Por Bruno Espiñeira Lemos
Em recente entrevista tratando de uma conversa do ex-presidente Lula com o ministro do Supremo Tribunal Federal, Gilmar Mendes, em um escritório de advocacia de Brasília, o ministro Marco Aurélio se referiu aos “tempos estranhos” em que temos vivido.
Essa expressão tão bem cunhada e repetida por todos aqueles que se espantam ou se chocam com alguma situação determinada ou mesmo perene, remete-me aos “Raros Tiempos” lembrados pela poeta, compositora, jornalista e professora chilena Isabel Liphtay, exilada na Alemanha desde 1983, que, na primeira estrofe da sua bela poesia cujo título me refiro diz, em tradução livre, “nestes tempos estranhos de aniversários e guerras, de revoluções perdidas e vencedores violentos que arrasam tudo, não sei onde pousar meus olhos nestes tempos estranhos, em que vazio colocar a ternura de minhas mãos para construir uma história que ainda seja comum”.
Não pretendo me deter agora no encontro fatídico do primeiro parágrafo. Passo a tratar de outro “imbróglio” que me traz a percepção indelével de que efetivamente vivemos tempos estranhos no Brasil.

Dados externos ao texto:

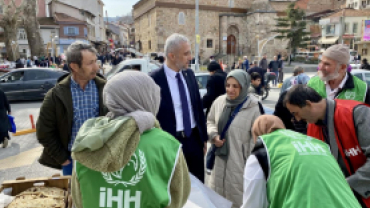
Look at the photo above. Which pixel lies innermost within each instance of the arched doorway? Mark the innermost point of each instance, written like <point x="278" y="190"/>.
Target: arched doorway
<point x="231" y="44"/>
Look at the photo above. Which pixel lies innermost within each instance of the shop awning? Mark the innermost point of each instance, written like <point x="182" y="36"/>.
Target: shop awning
<point x="325" y="40"/>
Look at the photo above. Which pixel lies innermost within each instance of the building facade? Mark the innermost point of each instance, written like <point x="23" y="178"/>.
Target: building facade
<point x="228" y="28"/>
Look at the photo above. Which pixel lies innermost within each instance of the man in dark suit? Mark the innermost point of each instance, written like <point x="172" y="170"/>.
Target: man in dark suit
<point x="215" y="85"/>
<point x="181" y="110"/>
<point x="261" y="72"/>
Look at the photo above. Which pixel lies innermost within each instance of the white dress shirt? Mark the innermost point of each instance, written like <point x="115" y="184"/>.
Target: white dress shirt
<point x="254" y="189"/>
<point x="175" y="95"/>
<point x="330" y="94"/>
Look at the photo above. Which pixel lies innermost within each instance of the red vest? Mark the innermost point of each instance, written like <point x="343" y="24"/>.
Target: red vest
<point x="345" y="135"/>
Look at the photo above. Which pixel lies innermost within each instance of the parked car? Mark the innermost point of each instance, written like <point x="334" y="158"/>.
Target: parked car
<point x="143" y="65"/>
<point x="362" y="74"/>
<point x="202" y="79"/>
<point x="29" y="83"/>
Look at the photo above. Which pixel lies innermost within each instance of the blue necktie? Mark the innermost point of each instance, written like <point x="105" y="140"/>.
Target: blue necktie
<point x="184" y="106"/>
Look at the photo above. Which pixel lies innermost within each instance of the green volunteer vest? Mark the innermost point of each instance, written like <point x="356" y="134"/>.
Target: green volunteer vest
<point x="143" y="182"/>
<point x="303" y="173"/>
<point x="358" y="93"/>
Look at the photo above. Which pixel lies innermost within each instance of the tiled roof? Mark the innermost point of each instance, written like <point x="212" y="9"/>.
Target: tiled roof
<point x="350" y="13"/>
<point x="61" y="17"/>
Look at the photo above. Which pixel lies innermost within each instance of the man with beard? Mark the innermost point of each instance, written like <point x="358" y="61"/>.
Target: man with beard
<point x="181" y="110"/>
<point x="334" y="81"/>
<point x="344" y="125"/>
<point x="77" y="97"/>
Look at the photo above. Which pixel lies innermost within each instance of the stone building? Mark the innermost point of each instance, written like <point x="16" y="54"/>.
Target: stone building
<point x="229" y="29"/>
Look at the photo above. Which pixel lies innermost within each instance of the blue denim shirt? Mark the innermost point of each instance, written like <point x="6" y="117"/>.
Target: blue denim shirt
<point x="85" y="106"/>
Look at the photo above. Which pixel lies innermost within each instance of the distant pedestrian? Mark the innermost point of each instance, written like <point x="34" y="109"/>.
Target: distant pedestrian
<point x="279" y="56"/>
<point x="76" y="98"/>
<point x="274" y="67"/>
<point x="281" y="70"/>
<point x="365" y="64"/>
<point x="263" y="63"/>
<point x="261" y="72"/>
<point x="4" y="121"/>
<point x="245" y="65"/>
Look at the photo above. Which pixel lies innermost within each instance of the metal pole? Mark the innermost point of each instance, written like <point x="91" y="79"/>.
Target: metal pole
<point x="196" y="35"/>
<point x="52" y="49"/>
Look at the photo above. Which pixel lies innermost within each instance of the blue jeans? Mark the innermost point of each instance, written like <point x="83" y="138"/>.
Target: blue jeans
<point x="67" y="169"/>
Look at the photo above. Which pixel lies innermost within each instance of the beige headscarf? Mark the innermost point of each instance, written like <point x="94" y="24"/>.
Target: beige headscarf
<point x="135" y="94"/>
<point x="266" y="124"/>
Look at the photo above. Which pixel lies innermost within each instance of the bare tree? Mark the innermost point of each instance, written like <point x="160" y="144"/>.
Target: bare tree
<point x="126" y="19"/>
<point x="32" y="28"/>
<point x="10" y="23"/>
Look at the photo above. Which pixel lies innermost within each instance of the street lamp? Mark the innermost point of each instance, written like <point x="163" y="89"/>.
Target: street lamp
<point x="52" y="48"/>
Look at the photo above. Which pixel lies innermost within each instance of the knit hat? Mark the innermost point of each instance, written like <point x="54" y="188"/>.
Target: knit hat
<point x="135" y="94"/>
<point x="339" y="53"/>
<point x="213" y="66"/>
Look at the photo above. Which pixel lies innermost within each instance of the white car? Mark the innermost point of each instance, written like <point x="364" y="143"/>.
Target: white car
<point x="363" y="74"/>
<point x="143" y="65"/>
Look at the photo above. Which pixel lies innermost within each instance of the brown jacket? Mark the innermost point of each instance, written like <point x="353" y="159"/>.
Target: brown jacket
<point x="54" y="126"/>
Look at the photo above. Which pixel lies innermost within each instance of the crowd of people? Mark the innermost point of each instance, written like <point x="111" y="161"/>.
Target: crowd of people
<point x="136" y="138"/>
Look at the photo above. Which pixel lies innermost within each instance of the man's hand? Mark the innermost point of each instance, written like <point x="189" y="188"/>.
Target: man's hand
<point x="218" y="142"/>
<point x="67" y="162"/>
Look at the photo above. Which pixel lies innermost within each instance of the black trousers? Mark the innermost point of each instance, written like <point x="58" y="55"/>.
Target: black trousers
<point x="192" y="148"/>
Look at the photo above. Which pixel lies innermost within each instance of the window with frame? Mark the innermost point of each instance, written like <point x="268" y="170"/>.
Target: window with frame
<point x="71" y="31"/>
<point x="181" y="18"/>
<point x="354" y="28"/>
<point x="364" y="51"/>
<point x="231" y="3"/>
<point x="22" y="34"/>
<point x="209" y="43"/>
<point x="346" y="28"/>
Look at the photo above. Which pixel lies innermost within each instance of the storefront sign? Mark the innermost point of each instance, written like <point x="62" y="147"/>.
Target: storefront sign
<point x="334" y="20"/>
<point x="366" y="36"/>
<point x="324" y="21"/>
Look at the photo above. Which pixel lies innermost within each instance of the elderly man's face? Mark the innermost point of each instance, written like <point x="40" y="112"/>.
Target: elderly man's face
<point x="329" y="69"/>
<point x="183" y="56"/>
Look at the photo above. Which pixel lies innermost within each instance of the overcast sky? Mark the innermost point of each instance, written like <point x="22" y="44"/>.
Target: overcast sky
<point x="118" y="7"/>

Enquanto a percepção do senso comum se dirigia intensa e avidamente contra o ex-ministro da Justiça e advogado criminalista Márcio Thomaz Bastos, ganhando ares de histeria, quanto à sua aceitação do caso e exaurindo-se quando se tratava dos seus honorários como advogado de Carlos “Cachoeira”, eu pensava com meus botões que havia e há nesse cenário grande confusão até certo ponto compreensível (pois, como afirmei, partia a reação de um “senso comum” protagonizado por uma sociedade cada vez mais “participativa”), portanto, até esse limite que seguia com reverberações midiáticas, igualmente legítimas em tempos de democracia, poder-se-ia tentar entender essa distorção do leigo diante do papel do Advogado de Defesa (maiúsculas intencionais) e sua relação com o acusado, muitas vezes confundindo os sujeitos e os predicados, o direito e as técnicas de defesa com a prática dos eventuais delitos defendidos.

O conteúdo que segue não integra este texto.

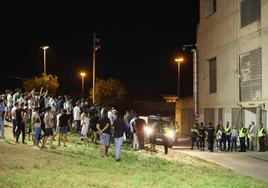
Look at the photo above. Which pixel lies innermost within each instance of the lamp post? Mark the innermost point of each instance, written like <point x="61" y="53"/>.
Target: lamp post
<point x="96" y="47"/>
<point x="179" y="60"/>
<point x="45" y="65"/>
<point x="82" y="74"/>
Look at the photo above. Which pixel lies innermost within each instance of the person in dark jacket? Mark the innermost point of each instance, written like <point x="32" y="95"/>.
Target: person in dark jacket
<point x="119" y="130"/>
<point x="210" y="134"/>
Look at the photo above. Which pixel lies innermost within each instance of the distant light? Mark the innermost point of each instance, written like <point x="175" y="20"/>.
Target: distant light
<point x="82" y="74"/>
<point x="44" y="47"/>
<point x="179" y="60"/>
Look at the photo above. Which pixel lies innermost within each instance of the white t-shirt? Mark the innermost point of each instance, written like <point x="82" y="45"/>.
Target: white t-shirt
<point x="9" y="100"/>
<point x="48" y="120"/>
<point x="35" y="115"/>
<point x="58" y="119"/>
<point x="85" y="126"/>
<point x="77" y="112"/>
<point x="30" y="104"/>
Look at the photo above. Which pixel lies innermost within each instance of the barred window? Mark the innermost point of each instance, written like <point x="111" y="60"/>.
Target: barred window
<point x="212" y="75"/>
<point x="210" y="7"/>
<point x="251" y="75"/>
<point x="250" y="11"/>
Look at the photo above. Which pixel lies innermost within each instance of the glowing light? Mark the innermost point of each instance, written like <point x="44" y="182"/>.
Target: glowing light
<point x="179" y="60"/>
<point x="82" y="74"/>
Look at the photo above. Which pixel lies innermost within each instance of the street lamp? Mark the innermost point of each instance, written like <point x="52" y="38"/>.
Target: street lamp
<point x="179" y="61"/>
<point x="82" y="74"/>
<point x="45" y="66"/>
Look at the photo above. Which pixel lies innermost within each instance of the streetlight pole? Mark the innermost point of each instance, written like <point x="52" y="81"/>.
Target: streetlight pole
<point x="95" y="48"/>
<point x="45" y="65"/>
<point x="195" y="81"/>
<point x="82" y="74"/>
<point x="179" y="60"/>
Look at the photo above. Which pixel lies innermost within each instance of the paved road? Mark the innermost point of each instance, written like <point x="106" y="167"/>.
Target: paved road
<point x="253" y="164"/>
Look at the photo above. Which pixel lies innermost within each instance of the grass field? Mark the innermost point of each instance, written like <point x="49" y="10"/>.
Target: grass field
<point x="77" y="166"/>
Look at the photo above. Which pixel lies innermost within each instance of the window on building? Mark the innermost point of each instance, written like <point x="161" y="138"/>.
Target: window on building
<point x="250" y="68"/>
<point x="250" y="11"/>
<point x="212" y="75"/>
<point x="210" y="7"/>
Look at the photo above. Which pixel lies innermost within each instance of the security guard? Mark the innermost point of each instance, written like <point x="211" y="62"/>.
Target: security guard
<point x="242" y="136"/>
<point x="202" y="135"/>
<point x="210" y="134"/>
<point x="227" y="130"/>
<point x="194" y="136"/>
<point x="261" y="136"/>
<point x="167" y="142"/>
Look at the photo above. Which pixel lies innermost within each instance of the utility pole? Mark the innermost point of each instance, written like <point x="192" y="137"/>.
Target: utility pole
<point x="96" y="47"/>
<point x="195" y="82"/>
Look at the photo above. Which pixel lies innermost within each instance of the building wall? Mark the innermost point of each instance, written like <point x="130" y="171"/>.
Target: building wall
<point x="220" y="35"/>
<point x="185" y="115"/>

O que me fez sair dos botões e lembrar-me dos “raros tempos” da poeta chilena (ou poetisa como prefiram), foi precisamente uma notícia lida na ConJur de que, não bastando o equívoco abissal de um procurador da República que imaginei se tratar de um ato isolado de quem busca 15 minutos de fama, vem em seguida a sua associação de classe e assume sua “DEFESA”, defendendo, data vênia, aqui sim, o indefensável.
Não se trata de “brigas” corporativas como se pode imaginar diante das notas de apoio ao Advogado, seja da OAB, seja de outras instituições congêneres. Estamos aqui diante de uma tentativa de subverter-se a Constituição de 1988, sua gênese intrínseca da máxima proteção dos direitos fundamentais e da proibição de excesso em matéria de Direito Penal.
Em primeiro lugar porque deveria o “acusador” saber de plano que, felizmente, ainda não vivemos, embora muitos imaginem o contrário, em um cenário (espero que jamais o vivamos) no qual se adota o Direito Penal do Inimigo, de Gϋnther Jakobs, no qual o “outro”, o infrator da norma penal é visto como objeto e não sujeito de direito, verdadeira “besta”, cujo trato e tratamento justificariam até mesmo a “tortura”.
Em seguida, esse mesmo “acusador” deveria devotar um pouco mais de respeito com a conquista mais importante da civilização ocidental que é o sagrado direito de defesa, em um processo devido e legal. Mais adiante, deveria recordar-se que não se pode trabalhar com presunções de culpabilidade, ou seja, imaginar, deduzir, sonhar, enfim meras ilações sem qualquer substrato fático, de que o advogado quiçá poderia estar a se mancomunar com o seu constituinte para “purificar” eventual dinheiro de origem ilícita, confundindo circunstâncias e personagens. Isso, em se tratando de qualquer advogado de defesa, e o que se dizer da falta de cuidado para nada mais duro se mencionar, diante de um jurista ilibado e que honra a história da advocacia brasileira, tratado como se fora potencial coautor ou partícipe do que qualquer quimera amargurada que uma mente pouco saudável democraticamente pudesse vislumbrar.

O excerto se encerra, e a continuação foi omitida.